After Son's Death, Mother Fights SE Youths' Feud With Forgiveness

By Sue Anne Pressley
Washington Post Staff Writer
Monday, September 19, 2005

The van pulls up into the alley, and Michelle Richardson-Patterson climbs out, unmistakable in her big orange-and-black hat. This is her old neighborhood, Condon Terrace in Southeast Washington, where she grieved over the shooting death of her teenage son last year, where her other children felt so threatened by youths from nearby Barry Farm Dwellings that the family had to move. But Richardson-Patterson keeps coming back, she said, "on assignment from God."

The mother of 10 children, eight of them living, she also has "adopted" the children of Condon Terrace, she said. She gives them rides to Paramount Baptist Church at the bottom of the hill, calls them her "kings and queens" and implores them to stop the exchange of violence with Barry Farm that has gone on so long that no one really remembers how it started.

She hopes to reach them through example. In a time when many relatives of murder victims speak openly of vengeance, of wanting to see the killers suffer for their deeds, she has chosen a less-familiar route: forgiveness.
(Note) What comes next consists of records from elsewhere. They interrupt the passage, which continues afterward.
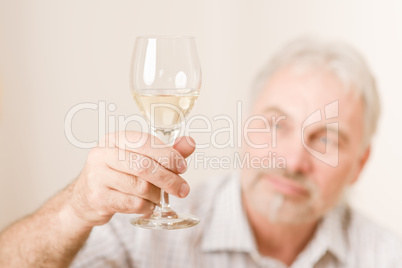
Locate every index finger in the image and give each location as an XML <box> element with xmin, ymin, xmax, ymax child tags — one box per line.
<box><xmin>99</xmin><ymin>131</ymin><xmax>187</xmax><ymax>173</ymax></box>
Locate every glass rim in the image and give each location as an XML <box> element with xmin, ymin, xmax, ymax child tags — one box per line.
<box><xmin>136</xmin><ymin>34</ymin><xmax>195</xmax><ymax>39</ymax></box>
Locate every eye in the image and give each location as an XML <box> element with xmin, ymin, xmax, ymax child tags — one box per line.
<box><xmin>317</xmin><ymin>135</ymin><xmax>338</xmax><ymax>146</ymax></box>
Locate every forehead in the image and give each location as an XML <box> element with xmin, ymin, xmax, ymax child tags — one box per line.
<box><xmin>253</xmin><ymin>66</ymin><xmax>363</xmax><ymax>137</ymax></box>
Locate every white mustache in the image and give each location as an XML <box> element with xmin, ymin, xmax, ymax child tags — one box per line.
<box><xmin>256</xmin><ymin>168</ymin><xmax>319</xmax><ymax>197</ymax></box>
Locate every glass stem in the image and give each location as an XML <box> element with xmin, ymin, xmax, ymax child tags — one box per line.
<box><xmin>151</xmin><ymin>126</ymin><xmax>180</xmax><ymax>212</ymax></box>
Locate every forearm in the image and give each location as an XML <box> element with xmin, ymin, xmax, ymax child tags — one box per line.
<box><xmin>0</xmin><ymin>185</ymin><xmax>92</xmax><ymax>267</ymax></box>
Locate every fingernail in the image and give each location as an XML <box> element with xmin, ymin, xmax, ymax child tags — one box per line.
<box><xmin>177</xmin><ymin>159</ymin><xmax>187</xmax><ymax>173</ymax></box>
<box><xmin>179</xmin><ymin>183</ymin><xmax>190</xmax><ymax>197</ymax></box>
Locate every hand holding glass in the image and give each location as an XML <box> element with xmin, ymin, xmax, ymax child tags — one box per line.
<box><xmin>130</xmin><ymin>36</ymin><xmax>201</xmax><ymax>229</ymax></box>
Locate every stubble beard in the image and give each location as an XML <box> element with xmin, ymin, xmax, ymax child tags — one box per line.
<box><xmin>249</xmin><ymin>170</ymin><xmax>322</xmax><ymax>224</ymax></box>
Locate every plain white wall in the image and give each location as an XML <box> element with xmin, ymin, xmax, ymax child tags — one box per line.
<box><xmin>0</xmin><ymin>0</ymin><xmax>402</xmax><ymax>236</ymax></box>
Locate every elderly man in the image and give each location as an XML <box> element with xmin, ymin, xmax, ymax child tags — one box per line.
<box><xmin>0</xmin><ymin>40</ymin><xmax>402</xmax><ymax>268</ymax></box>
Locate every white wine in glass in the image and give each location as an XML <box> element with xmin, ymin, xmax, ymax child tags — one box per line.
<box><xmin>130</xmin><ymin>36</ymin><xmax>201</xmax><ymax>230</ymax></box>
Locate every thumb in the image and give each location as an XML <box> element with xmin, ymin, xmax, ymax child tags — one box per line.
<box><xmin>173</xmin><ymin>136</ymin><xmax>195</xmax><ymax>158</ymax></box>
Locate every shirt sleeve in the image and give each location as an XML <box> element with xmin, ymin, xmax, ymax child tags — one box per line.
<box><xmin>70</xmin><ymin>223</ymin><xmax>133</xmax><ymax>268</ymax></box>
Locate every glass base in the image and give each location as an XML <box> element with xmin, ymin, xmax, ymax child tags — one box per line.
<box><xmin>130</xmin><ymin>210</ymin><xmax>200</xmax><ymax>230</ymax></box>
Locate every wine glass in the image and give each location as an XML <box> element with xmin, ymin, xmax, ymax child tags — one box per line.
<box><xmin>130</xmin><ymin>36</ymin><xmax>201</xmax><ymax>230</ymax></box>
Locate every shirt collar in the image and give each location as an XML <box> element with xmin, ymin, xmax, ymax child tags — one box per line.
<box><xmin>201</xmin><ymin>174</ymin><xmax>348</xmax><ymax>264</ymax></box>
<box><xmin>298</xmin><ymin>204</ymin><xmax>349</xmax><ymax>263</ymax></box>
<box><xmin>201</xmin><ymin>174</ymin><xmax>256</xmax><ymax>252</ymax></box>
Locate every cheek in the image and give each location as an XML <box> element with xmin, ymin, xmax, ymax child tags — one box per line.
<box><xmin>316</xmin><ymin>163</ymin><xmax>351</xmax><ymax>207</ymax></box>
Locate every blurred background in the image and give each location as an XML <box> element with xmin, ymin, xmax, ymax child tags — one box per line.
<box><xmin>0</xmin><ymin>0</ymin><xmax>402</xmax><ymax>237</ymax></box>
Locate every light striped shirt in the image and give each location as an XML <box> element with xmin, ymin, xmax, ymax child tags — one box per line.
<box><xmin>71</xmin><ymin>175</ymin><xmax>402</xmax><ymax>268</ymax></box>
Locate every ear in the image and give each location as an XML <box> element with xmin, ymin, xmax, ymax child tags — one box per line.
<box><xmin>350</xmin><ymin>145</ymin><xmax>371</xmax><ymax>184</ymax></box>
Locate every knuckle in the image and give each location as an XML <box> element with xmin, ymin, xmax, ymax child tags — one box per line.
<box><xmin>165</xmin><ymin>175</ymin><xmax>177</xmax><ymax>192</ymax></box>
<box><xmin>137</xmin><ymin>180</ymin><xmax>151</xmax><ymax>195</ymax></box>
<box><xmin>131</xmin><ymin>197</ymin><xmax>146</xmax><ymax>211</ymax></box>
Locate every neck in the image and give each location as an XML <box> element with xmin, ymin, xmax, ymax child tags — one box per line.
<box><xmin>243</xmin><ymin>195</ymin><xmax>318</xmax><ymax>266</ymax></box>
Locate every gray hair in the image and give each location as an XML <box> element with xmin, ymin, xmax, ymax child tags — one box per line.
<box><xmin>254</xmin><ymin>37</ymin><xmax>380</xmax><ymax>148</ymax></box>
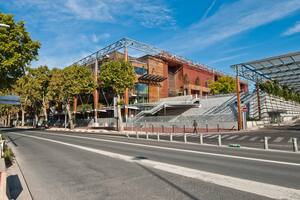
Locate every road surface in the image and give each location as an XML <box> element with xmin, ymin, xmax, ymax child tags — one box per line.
<box><xmin>5</xmin><ymin>129</ymin><xmax>300</xmax><ymax>199</ymax></box>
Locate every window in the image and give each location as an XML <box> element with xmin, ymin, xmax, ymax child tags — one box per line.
<box><xmin>134</xmin><ymin>67</ymin><xmax>147</xmax><ymax>75</ymax></box>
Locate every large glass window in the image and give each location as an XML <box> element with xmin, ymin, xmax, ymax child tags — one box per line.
<box><xmin>135</xmin><ymin>83</ymin><xmax>149</xmax><ymax>103</ymax></box>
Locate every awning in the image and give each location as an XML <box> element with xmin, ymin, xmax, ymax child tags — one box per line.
<box><xmin>231</xmin><ymin>52</ymin><xmax>300</xmax><ymax>92</ymax></box>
In June, when Thomas "T.J." Boykin, 19, was sentenced for the slaying of her son James Richardson -- a Ballou Senior High School football star known as J-Rock -- she asked the judge to show mercy to the Barry Farm youth. As the courtroom emptied that day, she and Boykin's mother, Pearl, embraced and prayed. Recently, the two women visited Boykin together at the D.C. jail. With their growing friendship, encouraged by a ministry, they are trying to bring some measure of peace to their communities -- and to their own hearts.

"When I looked at that young man, I saw someone who could have a second chance to rehabilitate himself and come out and be a powerful -- and I mean a powerful -- member of society, but most of all, a powerful servant of God. That's what I saw," Richardson-Patterson said about the jail visit. "I didn't really see somebody, 'Oh, you killed my son; you ought to be dead.'

"And I'm just a firm believer, if God can forgive me all the stuff I've done, then why can't I forgive somebody else?"

Pearl Boykin, who saw her son go to jail to serve a 16-year sentence rather than to his high school graduation, said he was "surprised" by Richardson-Patterson's compassion, expecting anger instead. "I think it took a lot of courage to do what she did, to sit face to face with someone who took your loved one," Pearl Boykin said.

"And I told her when I first met her, I wish we had met each other under a different circumstance."

The Highland Dwellings apartments at Condon Terrace, where Richardson-Patterson's family lived for a dozen years, and Barry Farm, where the Boykins reside, are 2 1/2 miles apart in an area of Southeast Washington not coveted by young home buyers. The two public housing complexes have much in common, both built during World War II and both beset with problems.

According to local legend, the feud between Barry Farm and Condon Terrace started decades ago when one teenager stole another's coat, and the bad feelings simply never went away. Often, the issue was not drugs but self-esteem and territorial pride. At times, a fight between a Barry Farm youth and a Condon Terrace youth seemed to involve little more than "I just don't like him."

The hostilities were often played out in the hallways of Ballou Senior High School, at local dances or on the street, where a muttered insult, a quick shove or a wrong look could flare up into a fistfight or brawl. Most of the time, it ended there, police said. But the Richardson shooting "went to the extreme," said Lt. Jeff Brown of the D.C. police department's 7th District. "That was the ultimate."

At her old home in Condon Terrace, Richardson-Patterson knew of the danger. Sometimes, the fights seemed to come up to her door.